Nuova Caledonia, vince il no all'indipendenza dalla Francia. Il ruolo della Chiesa protestante
08 ottobre 2020
Si assottiglia il margine fra il Si e il No all'indipendenza, rendendo incerto il prossimo e ultimo referendum sul tema, previsto per il 2022. Le chiese impegnate in un percorso condiviso e non violento
Domenica 4 ottobre si è tenuto in Nuova Caledonia un nuovo referendum sull'indipendenza dalla Francia. Nel 2018, al primo scrutinio, aveva vinto il “no” con il 56,67%, contro il 43,33 del “sì”. Questa era stata una sorpresa per i separatisti, ai quali i sondaggi attribuivano il 25-30%.
Due anni dopo il “sì” ha raccolto il 46,74%, contro il 53,26% del “no”. Così, la causa della "piena sovranità" (per usare l'espressione scelta per la domanda posta agli elettori) è progredita di quasi 3,5 punti. Questo guadagno si spiega con una mobilitazione dei separatisti ancora più forte rispetto al 2018, e soprattutto con i tanti giovani kanaki, la popolazione locale, che nel frattempo hanno raggiunto l'età per votare o si erano astenuti due anni fa e che questa volta hanno partecipato al referendum. Questi risultati sanciscono una divisione in crescita: i kanaki ora votano il 90% per l'indipendenza; la Provincia del Nord e quella delle Isole, gestite dai separatisti, hanno votato in modo schiacciante a favore della “piena sovranità”; d'altra parte, la provincia meridionale, e in particolare la grande Nouméa, nelle mani dei lealisti e abitata da francesi o loro discendenti, ha manifestato chiaramente il desiderio di rimanere francese. L'Accordo di Noumea, firmato nel 1998, prevedeva un terzo referendum nel 2022 se il “no” avesse vinto i primi due, come dunque accaduto.
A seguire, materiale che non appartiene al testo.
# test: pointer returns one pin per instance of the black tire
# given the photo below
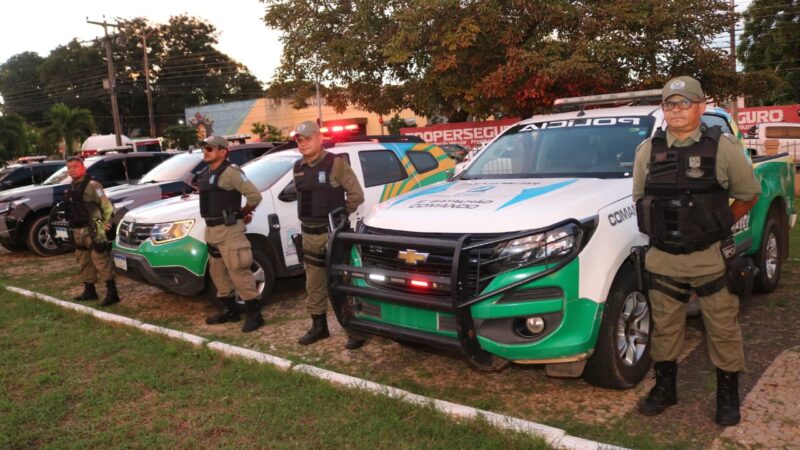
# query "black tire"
(264, 272)
(39, 240)
(621, 355)
(769, 258)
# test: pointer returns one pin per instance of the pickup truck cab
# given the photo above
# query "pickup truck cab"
(163, 243)
(526, 256)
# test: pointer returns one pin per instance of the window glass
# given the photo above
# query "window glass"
(109, 172)
(597, 147)
(422, 161)
(172, 169)
(266, 171)
(712, 120)
(381, 167)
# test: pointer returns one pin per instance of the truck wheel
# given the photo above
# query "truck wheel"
(622, 354)
(769, 259)
(14, 246)
(39, 240)
(264, 273)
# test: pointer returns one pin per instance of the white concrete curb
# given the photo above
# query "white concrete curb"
(232, 350)
(555, 437)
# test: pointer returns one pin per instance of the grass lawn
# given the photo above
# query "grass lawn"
(69, 381)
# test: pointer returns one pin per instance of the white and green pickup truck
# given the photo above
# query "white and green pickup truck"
(526, 255)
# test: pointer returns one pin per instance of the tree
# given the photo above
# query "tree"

Questo sottile margine di differenza fra il Si e il No rende molto incerta una previsione sugli esiti dell'ultimo referendum fra due anni.
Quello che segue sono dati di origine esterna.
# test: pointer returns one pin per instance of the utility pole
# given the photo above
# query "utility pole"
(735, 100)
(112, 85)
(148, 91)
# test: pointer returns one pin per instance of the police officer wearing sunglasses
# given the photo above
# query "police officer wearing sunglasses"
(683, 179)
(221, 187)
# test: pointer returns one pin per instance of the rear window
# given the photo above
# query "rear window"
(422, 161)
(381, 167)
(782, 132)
I protestanti della Nuova Caledonia accompagnano il movimento di decolonizzazione. Già nel 1979, l'allora Chiesa evangelica in Nuova Caledonia e Isole della Lealtà (Eencil), la principale Chiesa derivante dalla Missione di Parigi formata a larghissima maggioranza da kanaki, aveva preso posizione a favore della 'indipendenza. Ma a differenza dei partiti indipendentisti dell'epoca, aveva fissato il suo impegno a alcune condizioni: l'emancipazione doveva essere fatta nella non violenza, senza escludere nessuno, e senza una rottura totale con la Francia. Si è occupata principalmente di istruzione e formazione di dirigenti e quadri in vista di una futura indipendenza.
Oggi, i separatisti non sono gli stessi di quarant'anni fa: fenomeno da segnalare, si sono uniti alla prospettiva non violenta della Chiesa protestante. Infatti, dopo gli scontri e tragedie degli anni Ottanta che provocarono un centinaio di morti e ferite ancora non rimarginate nella società delle isole del Pacifico, iniziò un processo di decolonizzazione ancora in atto, con in particolare un riequilibrio a beneficio delle regioni a maggioranza Kanaka. Era stato promosso un concetto consensuale denominato “Destino Comune”; poteva essere inteso con o senza la Francia: il referendum avrebbe deciso.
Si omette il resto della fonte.